At the same time, it’s possible that Woolf may have been on the fence about it, hence the obscure manner with which she articulated the helping hand, burying it deep inside the novel, making it inconsequential in the grand scheme of things. It only delays the inevitable.
Or maybe the author was communicating an embrace of the end altogether. Tired of helping hands that didn’t help, perhaps she created a situation on the page where the significant other is privy to the threat of death but unable to act on it. Septimus, the character in question, kills himself in the end, and no one can do anything about it. In fact, his death has a positive outcome. Rezia is crushed (although she may also be relieved – there’s no way of knowing, Woolf doesn’t explore that aspect of the story), but Clarissa Dalloway is jolted into action by it. The news of the man’s suicide has such an impact on her that she assembles, regaining control of her life and surroundings.
Woolf shows us, in so many words, that suicide is not all bad. It hurts a lot, but so do most things worth their mettle.
And she didn’t just show it. She lived and died by it, in the stream, communicating via her own demise, just like the characters in her novel, having tremendous impact on the lives of countless people down the line.
Positive or negative, it’s up to us to make of her impact what we may.
***
As parting thought, I wonder if the number in Septimus’ name is significant. It has to be. Mrs. Dalloway treated names with deference, as the story title, a name itself, suggests.
What does Septimus refer to, one wonders? The seven hills of Rome? The seven cardinal sins? The seven virtues? Or the seven days of the week, at the end of which everything rests and/or celebrates?

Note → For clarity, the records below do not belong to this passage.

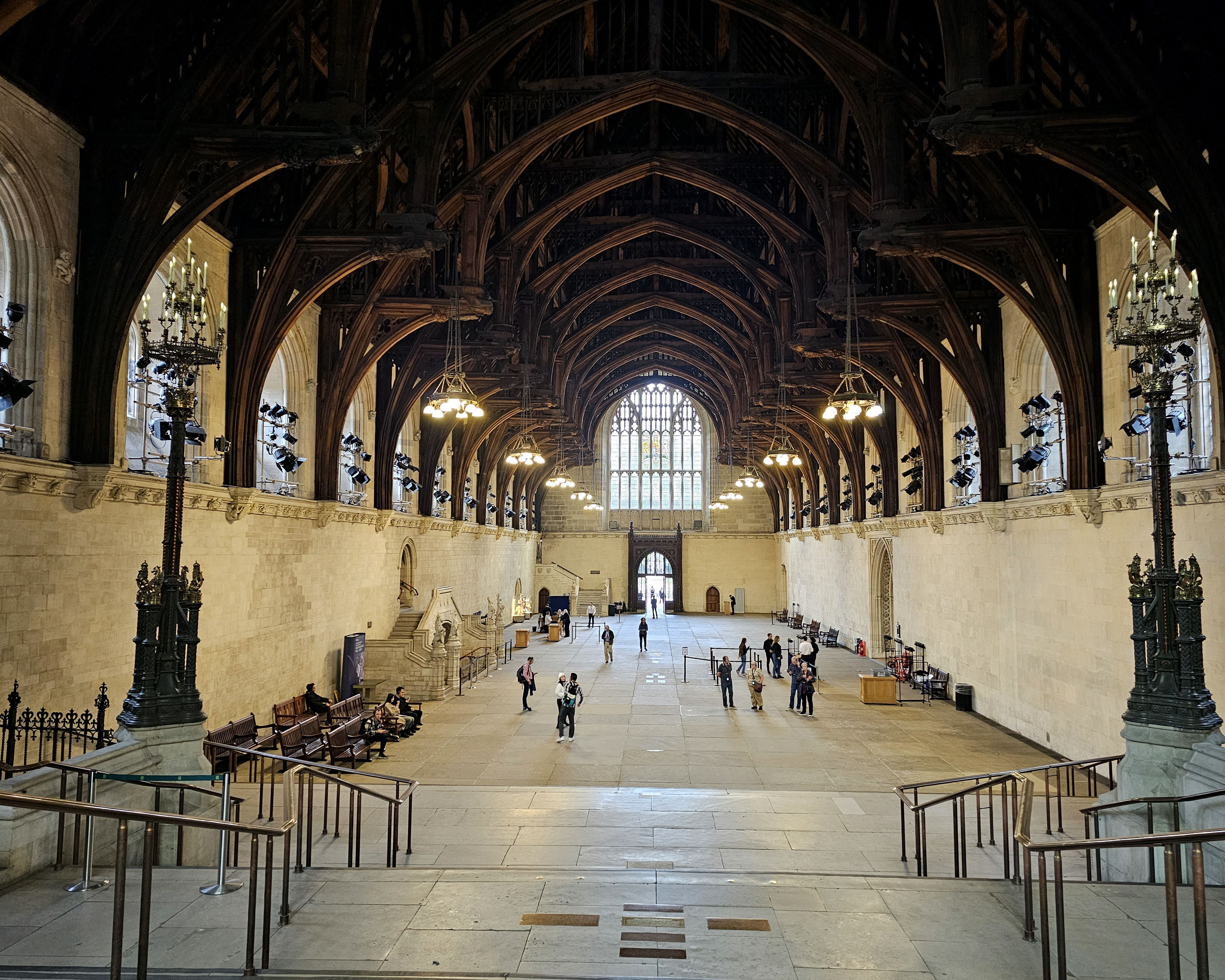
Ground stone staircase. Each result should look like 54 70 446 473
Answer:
387 608 425 643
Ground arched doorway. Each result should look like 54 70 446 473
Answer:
638 551 674 610
867 538 893 655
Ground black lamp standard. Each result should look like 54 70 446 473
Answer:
119 239 225 729
1106 215 1221 731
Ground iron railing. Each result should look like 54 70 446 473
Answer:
0 681 115 768
205 741 418 871
893 756 1122 882
0 771 296 980
1012 772 1225 980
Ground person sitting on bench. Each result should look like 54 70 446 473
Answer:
396 686 424 735
305 684 332 715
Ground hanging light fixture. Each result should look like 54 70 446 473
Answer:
821 236 885 421
421 254 485 421
506 365 545 467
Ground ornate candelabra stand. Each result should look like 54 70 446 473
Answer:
119 239 225 729
1106 216 1221 731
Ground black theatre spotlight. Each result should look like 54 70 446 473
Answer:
183 421 208 446
150 419 173 442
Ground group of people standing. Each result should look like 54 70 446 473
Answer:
717 633 817 715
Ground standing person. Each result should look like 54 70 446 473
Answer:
719 654 736 708
557 674 583 742
515 657 535 712
800 664 816 717
746 664 766 712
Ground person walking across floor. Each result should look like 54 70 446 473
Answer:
787 657 804 712
557 674 583 742
719 654 736 708
515 657 535 712
746 664 766 712
800 664 816 715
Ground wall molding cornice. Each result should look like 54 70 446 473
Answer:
0 455 540 542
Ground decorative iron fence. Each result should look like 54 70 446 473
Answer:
0 681 115 778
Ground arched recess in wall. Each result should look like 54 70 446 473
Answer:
399 538 418 609
0 117 71 457
867 538 895 655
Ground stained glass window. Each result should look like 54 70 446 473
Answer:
609 384 704 511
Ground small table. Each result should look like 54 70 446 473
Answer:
859 674 898 705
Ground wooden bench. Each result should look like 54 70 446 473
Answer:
327 694 370 728
280 714 326 759
323 717 370 769
272 694 319 731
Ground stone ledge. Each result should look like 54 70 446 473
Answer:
0 455 539 542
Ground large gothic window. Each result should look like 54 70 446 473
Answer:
609 384 704 511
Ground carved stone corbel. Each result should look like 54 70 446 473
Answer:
225 486 255 524
73 467 120 511
979 500 1008 533
1067 486 1101 528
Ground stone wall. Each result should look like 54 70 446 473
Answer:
0 456 535 724
780 473 1225 758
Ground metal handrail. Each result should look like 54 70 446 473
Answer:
0 767 298 980
1013 773 1225 980
893 756 1122 882
205 739 419 874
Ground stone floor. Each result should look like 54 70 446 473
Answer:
355 615 1050 792
0 869 1225 980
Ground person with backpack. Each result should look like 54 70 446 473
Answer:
799 664 816 717
515 657 535 712
557 674 583 742
745 664 766 712
719 654 736 708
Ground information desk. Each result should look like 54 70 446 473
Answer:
859 674 898 705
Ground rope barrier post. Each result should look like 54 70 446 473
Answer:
64 771 108 892
200 773 243 895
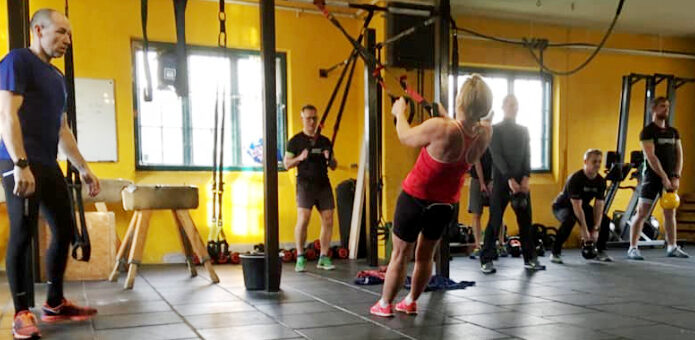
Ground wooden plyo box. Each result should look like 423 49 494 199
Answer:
39 211 118 281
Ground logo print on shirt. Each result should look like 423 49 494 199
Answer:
656 138 676 144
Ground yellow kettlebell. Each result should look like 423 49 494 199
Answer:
660 191 681 210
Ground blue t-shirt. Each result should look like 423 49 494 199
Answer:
0 48 67 165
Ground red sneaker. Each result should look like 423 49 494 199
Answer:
369 301 393 317
41 299 97 322
396 299 417 315
12 310 41 339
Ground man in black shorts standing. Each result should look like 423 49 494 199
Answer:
550 149 612 263
283 105 338 272
627 97 690 260
468 148 507 259
480 94 545 274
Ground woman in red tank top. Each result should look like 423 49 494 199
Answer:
370 75 492 316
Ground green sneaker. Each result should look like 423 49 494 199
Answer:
316 255 335 270
294 255 306 273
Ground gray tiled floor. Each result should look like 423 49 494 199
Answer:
0 249 695 340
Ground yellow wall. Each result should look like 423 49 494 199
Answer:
0 0 364 263
384 17 695 245
5 0 695 263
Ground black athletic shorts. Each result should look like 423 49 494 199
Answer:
393 191 454 243
639 176 664 203
297 179 335 211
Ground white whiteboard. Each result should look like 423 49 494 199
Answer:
75 78 118 162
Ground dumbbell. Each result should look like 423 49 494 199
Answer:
280 249 292 262
253 243 265 253
304 248 318 261
338 247 350 259
229 251 241 264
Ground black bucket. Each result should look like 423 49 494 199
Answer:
239 253 282 290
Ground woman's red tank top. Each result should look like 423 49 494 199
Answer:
403 121 472 203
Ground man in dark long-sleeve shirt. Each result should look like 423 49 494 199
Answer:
480 95 545 274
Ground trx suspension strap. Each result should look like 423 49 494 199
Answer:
208 91 220 262
312 11 374 145
314 0 438 117
140 0 152 102
450 18 459 117
328 49 357 161
65 0 92 262
174 0 188 97
207 0 229 263
217 86 229 259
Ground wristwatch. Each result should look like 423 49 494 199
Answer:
14 158 29 169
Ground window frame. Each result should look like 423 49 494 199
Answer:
131 39 288 172
459 66 553 174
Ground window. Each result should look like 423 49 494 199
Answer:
449 68 553 172
133 42 287 170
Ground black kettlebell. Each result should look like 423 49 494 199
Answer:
536 240 545 256
511 192 528 211
507 236 521 257
480 191 490 207
582 241 598 260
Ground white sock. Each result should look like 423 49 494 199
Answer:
379 299 389 308
403 294 413 305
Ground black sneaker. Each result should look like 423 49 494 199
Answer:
524 259 545 271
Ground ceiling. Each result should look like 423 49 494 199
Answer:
451 0 695 37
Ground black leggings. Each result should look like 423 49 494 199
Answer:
553 205 611 255
480 176 536 264
0 160 74 312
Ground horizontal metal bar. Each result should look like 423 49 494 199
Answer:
458 33 695 60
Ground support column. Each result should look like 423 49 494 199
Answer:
434 0 458 278
364 29 381 266
260 0 280 292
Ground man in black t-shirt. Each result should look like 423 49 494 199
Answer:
627 97 690 260
550 149 612 263
468 149 507 259
283 105 337 272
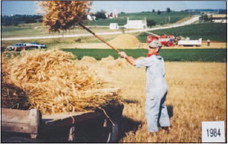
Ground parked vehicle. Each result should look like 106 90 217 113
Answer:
26 42 47 49
7 43 36 51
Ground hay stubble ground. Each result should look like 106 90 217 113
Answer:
86 60 226 142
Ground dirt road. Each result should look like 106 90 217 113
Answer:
2 15 199 41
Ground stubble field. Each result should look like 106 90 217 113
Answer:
81 59 226 142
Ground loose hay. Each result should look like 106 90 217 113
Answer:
109 34 140 49
2 50 120 114
81 56 97 63
38 1 91 32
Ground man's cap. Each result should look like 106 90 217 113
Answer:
149 40 162 48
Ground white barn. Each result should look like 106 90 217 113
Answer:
124 17 147 29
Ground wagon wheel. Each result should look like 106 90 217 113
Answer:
101 119 119 142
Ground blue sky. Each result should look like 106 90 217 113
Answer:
1 1 226 15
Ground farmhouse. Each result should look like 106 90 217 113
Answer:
109 23 119 29
211 14 227 23
124 17 147 29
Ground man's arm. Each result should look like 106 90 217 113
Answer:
119 52 135 66
125 56 135 66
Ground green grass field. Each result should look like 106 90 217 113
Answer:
62 49 226 62
88 12 196 26
137 23 227 42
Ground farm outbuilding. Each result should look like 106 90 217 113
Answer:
109 23 119 29
211 14 227 23
124 17 147 29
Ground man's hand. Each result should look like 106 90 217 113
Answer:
119 52 127 58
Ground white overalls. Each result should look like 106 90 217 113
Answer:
135 55 170 132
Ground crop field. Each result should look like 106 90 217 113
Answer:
2 23 120 38
73 57 226 142
137 23 227 42
1 45 227 142
63 49 226 62
88 12 196 26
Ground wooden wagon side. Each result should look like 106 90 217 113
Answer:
2 105 123 142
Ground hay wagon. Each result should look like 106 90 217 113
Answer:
1 105 123 142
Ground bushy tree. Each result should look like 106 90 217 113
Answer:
147 19 156 27
166 8 171 13
95 10 106 19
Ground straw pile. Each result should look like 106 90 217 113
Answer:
81 56 97 63
38 1 91 32
2 50 120 114
109 34 140 49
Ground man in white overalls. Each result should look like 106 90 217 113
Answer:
119 40 170 132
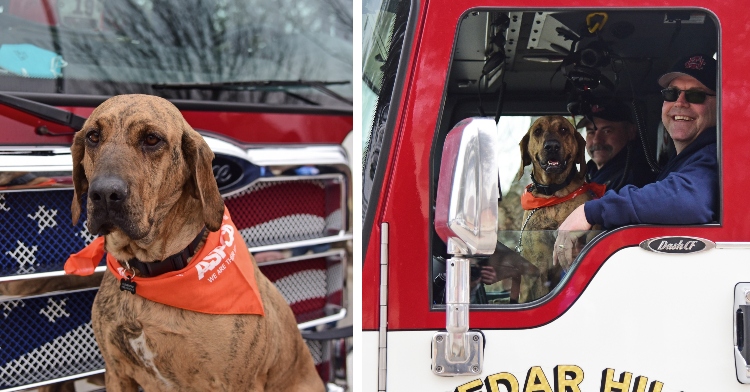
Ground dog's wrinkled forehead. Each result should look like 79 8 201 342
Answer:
87 94 185 136
530 116 575 133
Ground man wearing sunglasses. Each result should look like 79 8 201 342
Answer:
553 54 719 270
576 97 656 190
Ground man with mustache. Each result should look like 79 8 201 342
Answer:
553 54 719 270
576 98 656 190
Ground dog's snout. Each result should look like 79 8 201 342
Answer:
543 139 560 152
89 177 128 206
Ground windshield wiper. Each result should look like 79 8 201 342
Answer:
151 80 353 105
0 93 86 136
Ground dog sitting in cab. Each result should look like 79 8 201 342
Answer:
517 116 605 303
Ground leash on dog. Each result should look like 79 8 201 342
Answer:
516 207 541 253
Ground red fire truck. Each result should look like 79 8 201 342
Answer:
361 0 750 392
0 0 353 391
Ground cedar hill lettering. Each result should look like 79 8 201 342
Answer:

We may never find out, but what makes it through, glinting like a jewel extracted from the deep, is the bittersweet biography in the fiction of the above authors. Their embrace of death educates us, reminding us that the ultimate end has things to offer. Like something we may have gotten rid of, but which somehow finds its way back into our lives, it forces us to confront our mortality. Be it suicide, murder, disease, or any kind of demise, death is part of life, and impossible to get rid of. In fact, life would be meaningless without it, and these authors, and many more, confronted it, helping us confront it in turn so that we may be ready for it.